Dalam website resmi Kementrian Perindustrian (Kemenperin), Direktur Jendral kimia, Tekstil, dan Aneka Kemenperin, mengatakan: Kendati akan terjadi kelebihan pasokan semen pihaknya tidak akan mengusulkan industri ini untuk masuk ke dalam daftar negatif investasi” (cetak miring dan tebal oleh penulis—Ed). Kalimat ini mengandung dua bagian. Pertama, bahwa pasokan semen kita surplus. Kedua, kalimat penenang, bahwa pemerintah tidak akan berhenti mendukung industri ini. Lalu ia melanjutkan, “Analisa kami over supply semen yang saat ini dialami oleh Indonesia,… Indonesia masih membutuhkan banyak semen untuk membangun infrastruktur…”[1] Sekali lagi, bahwa Indonesia kelebihan/surplus semen adalah fakta. Ketua Asosiasi Semen Indonesia (ASI) Widodo Santoso menyatakan over-capacity mencapai 30 ton tahun 2017.[2] Dengan begitu kita tidak membutuhkan semen?
Kita memang membutuhkan semen. Namun, apakah yang disebut dengan ‘kebutuhan’? Pertanyaannya hampir sama dengan, apakah kita membutuhkan gawai(SmartphoneEd)? Seabad yang lalu kita bisa saja menjawab bahwa kita tidak membutuhkannya. Atau bila hari ini kita bertanya pada warga Suku Anak Dalam, Baduy, Toraja (yang belum terintegrasi dengan pariwisata dan ekonomi uang), bahwa untuk sekedar hidup dan makan—mereka tidak membutuhkan gawai ataupun semen.

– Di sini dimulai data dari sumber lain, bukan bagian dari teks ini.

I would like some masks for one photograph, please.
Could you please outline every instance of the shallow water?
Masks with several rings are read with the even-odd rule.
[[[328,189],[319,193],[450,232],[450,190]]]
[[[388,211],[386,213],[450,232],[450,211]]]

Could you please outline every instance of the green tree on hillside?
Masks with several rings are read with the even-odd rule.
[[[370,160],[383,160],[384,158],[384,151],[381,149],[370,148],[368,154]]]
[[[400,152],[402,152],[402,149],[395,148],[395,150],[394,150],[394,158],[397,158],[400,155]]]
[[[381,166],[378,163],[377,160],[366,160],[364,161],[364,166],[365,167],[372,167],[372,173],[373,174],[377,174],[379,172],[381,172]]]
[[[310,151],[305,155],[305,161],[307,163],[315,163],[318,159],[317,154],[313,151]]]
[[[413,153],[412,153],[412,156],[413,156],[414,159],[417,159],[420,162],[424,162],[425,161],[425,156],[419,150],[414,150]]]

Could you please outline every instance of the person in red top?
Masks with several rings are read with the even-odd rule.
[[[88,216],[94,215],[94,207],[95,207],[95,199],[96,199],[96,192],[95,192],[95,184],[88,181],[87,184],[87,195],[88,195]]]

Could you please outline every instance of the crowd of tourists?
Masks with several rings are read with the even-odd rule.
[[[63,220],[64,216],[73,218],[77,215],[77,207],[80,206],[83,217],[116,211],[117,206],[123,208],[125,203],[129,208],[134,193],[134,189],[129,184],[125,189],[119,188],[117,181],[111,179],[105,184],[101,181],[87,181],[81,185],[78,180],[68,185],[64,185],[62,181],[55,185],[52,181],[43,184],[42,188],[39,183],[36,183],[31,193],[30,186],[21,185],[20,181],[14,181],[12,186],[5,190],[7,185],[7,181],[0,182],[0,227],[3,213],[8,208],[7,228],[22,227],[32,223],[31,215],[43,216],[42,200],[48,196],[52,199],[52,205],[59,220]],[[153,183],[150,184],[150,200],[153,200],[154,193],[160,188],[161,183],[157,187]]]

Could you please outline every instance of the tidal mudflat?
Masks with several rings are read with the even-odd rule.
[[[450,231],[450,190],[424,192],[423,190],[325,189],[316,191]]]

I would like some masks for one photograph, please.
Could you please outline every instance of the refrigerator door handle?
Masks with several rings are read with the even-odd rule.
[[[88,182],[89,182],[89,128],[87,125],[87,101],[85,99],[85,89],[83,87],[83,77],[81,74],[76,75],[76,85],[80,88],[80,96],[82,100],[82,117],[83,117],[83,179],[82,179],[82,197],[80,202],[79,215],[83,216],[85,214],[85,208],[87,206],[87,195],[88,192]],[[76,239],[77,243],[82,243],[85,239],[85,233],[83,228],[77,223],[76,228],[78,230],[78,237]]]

MANUSIA SEMEN. Aksi solidaritas dari Yogya oleh Iwan Wijono | Koleksi foto: Kukuh Harianto
Tapi orang-orang yang menjual semen dan pulsa selalu berargumen bahwa yang mereka lakukan adalah dalam rangka mencari makan. Semua kebutuhan tersebut berlipat ganda dan semakin bervariatif. Kemudian kita membutuhkan jaringan internet, fasitiltas IOS dan Android dan lainnya. Membeli semen saja belum tentu dapat mendirikan sebidang tembok. Kita memerlukan pasir, besi, bata dan perkakas lainnya.

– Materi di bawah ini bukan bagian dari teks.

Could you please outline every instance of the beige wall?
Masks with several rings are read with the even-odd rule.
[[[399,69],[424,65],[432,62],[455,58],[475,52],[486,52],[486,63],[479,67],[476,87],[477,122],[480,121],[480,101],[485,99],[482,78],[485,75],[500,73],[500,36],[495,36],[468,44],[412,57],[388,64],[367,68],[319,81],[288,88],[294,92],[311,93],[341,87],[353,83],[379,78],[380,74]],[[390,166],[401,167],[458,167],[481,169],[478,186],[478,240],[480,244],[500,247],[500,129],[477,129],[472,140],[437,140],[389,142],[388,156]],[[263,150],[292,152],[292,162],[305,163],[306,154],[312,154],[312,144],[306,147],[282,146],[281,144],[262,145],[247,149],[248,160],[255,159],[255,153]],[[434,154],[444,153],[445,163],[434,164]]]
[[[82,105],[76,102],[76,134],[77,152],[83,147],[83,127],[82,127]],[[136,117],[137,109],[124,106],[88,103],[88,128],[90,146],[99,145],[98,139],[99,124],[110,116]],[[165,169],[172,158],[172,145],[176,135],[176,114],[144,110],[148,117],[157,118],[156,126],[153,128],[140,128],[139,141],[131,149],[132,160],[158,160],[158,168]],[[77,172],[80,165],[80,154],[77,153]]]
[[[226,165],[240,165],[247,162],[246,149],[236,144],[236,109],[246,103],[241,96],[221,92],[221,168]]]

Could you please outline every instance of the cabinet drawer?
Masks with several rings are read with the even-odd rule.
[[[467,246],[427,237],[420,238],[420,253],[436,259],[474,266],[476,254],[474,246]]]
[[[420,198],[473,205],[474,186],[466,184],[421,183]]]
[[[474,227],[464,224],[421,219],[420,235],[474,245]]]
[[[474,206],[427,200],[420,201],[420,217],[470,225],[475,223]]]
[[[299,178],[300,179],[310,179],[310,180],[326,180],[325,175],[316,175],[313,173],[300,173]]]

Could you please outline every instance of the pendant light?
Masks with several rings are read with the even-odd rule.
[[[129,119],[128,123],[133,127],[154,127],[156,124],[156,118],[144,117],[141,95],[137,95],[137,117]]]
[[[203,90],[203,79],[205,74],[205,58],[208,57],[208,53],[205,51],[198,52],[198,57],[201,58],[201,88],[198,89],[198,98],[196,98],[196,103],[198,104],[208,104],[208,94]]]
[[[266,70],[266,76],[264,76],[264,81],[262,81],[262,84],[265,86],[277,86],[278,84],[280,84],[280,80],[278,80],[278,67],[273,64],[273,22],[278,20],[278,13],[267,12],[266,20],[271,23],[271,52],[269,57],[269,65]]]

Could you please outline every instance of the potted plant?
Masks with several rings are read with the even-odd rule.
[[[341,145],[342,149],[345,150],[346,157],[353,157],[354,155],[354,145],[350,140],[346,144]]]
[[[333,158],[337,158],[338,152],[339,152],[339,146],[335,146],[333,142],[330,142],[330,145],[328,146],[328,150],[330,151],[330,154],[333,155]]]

Jangan lupa, semen juga membutuhkan air. Hal ini tidak dapat dipisahkan. Batu kapur yang menjadi bahan dasar semen, sering ditemukan berada pada lingkungan mata air. Lokasi mata air diantara keberadaan batu kapur biasanya disebut sebagai wilayah karst.[3] Namun, ketika air dan kapur dirampas dari dalam tanah, cacing, pepohonan hingga manusia tidak akan sanggup hidup di sana. Mengapa seakan-akan tidak ada jalan keluar dari persoalan kebutuhan ini?
Sebetulnya jawaban akan dilema. Kebutuhan selalu ada dalam bentuk penelitian-penelitian lanjutan, dan tentu saja, universitas sebagai pusat ilmu pengetahuan bertanggung jawab atas jawaban-jawaban ini. Sederhananya, persoalan petani di bidang teknologi pembibitan akan mendapatkan jawabannya di fakultas Pertanian—masalah ekonomi makro dan mikro harusnya bisa diselesaikan oleh lulusan Fakultas Ekonomi, rekayasa kimia atas komposisi semen harusnya menemukan alternatif-alternatif dalam beberapa penelitan yang dihasilkan oleh Fakultas dibidang Kimia.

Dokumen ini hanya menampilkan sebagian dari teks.